None of these things--which are all so common you might as well have been talking about Google--are anywhere near as bad as either actively defrauding people out of their money or even passively doing so by (if you wanted to believe SBF) being so incompetent that you "accidentally" just lost peoples' money (while spending it all on stuff and people you want). Trying to paint Brian with the same brush as SBF is frankly kind of ridiculous.
> Is Brian much better himself?

Yes.

(comment deleted)
I'm kind of weirded out by this. It really feels like super rich VC's and investors are trying to force a narrative of a LOT of outrage with this from everyone else.

Talking to some acquaintances, most know about the story and think the guy probably committed fraud but otherwise don't care THAT much.

Reasons

1: Most of the money lost was from VC's and rich people, so we don't care that much

2: Crypto shit seems pretty separated from the rest of the economy so it doesn't seem like 2008 where the failures of these companies caused massive issues for everyone else.

So /shrug, people were told that crypto was unregulated and anything could happen, people considered that a feature because $$$, and lost their money when the unregulated shit failed. The magic beans and monopoly money that rich people were playing with were worthless. Who knew except everyone who wasn't trying to be the last sucker out.

Should SBF go to jail for fraud? Probably. Does most normal people care that much? I don't think so

> Most of the money lost was from VC's and rich people, so we don't care that much

A lot of normal people had money on FTX.

> A lot of normal people had money on FTX.

and

> Most of the money lost was from VC's and rich people

Are not contradictory statements

While true, the following context remains important: if you exclude prosumers/day traders and institutional investors (both of whom were taking advantage of FTX's stale quotes), FTX was not even a top 10 exchange in terms of user count or volume traded. That's part of why it is odd they were so highly regarded by VCs.
> people were told that crypto was unregulated and anything could happen, people considered that a feature because $$$

Actually no, FTX promised customers that they would keep their assets 1 to 1 and not invest them in risky schemes. And then FTX did it anyway, completely contrary to the existing laws and regulations that are on the books. So even people not chasing "2000% return guaranteed" lost their stuff.

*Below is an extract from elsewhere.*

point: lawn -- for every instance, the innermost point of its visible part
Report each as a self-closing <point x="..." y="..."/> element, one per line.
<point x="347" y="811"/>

Seems like a bad bet to call for everyone to come down harder on someone doing basically the same thing you yourself is doing.
Considering the MSM and the White House are close friends this should come as little surprise.

"So which politicians got money from the founder and former CEO of collapsed cryptocurrency exchange FTX?

MarketWatch has compiled an interactive list below of the candidates and committees who received funds from Bankman-Fried based on the latest disclosures to the Federal Election Commission.

Overall, he gave almost all of the $40 million to Democratic politicians or groups, and just over $200,000 to Republicans, according to the disclosures."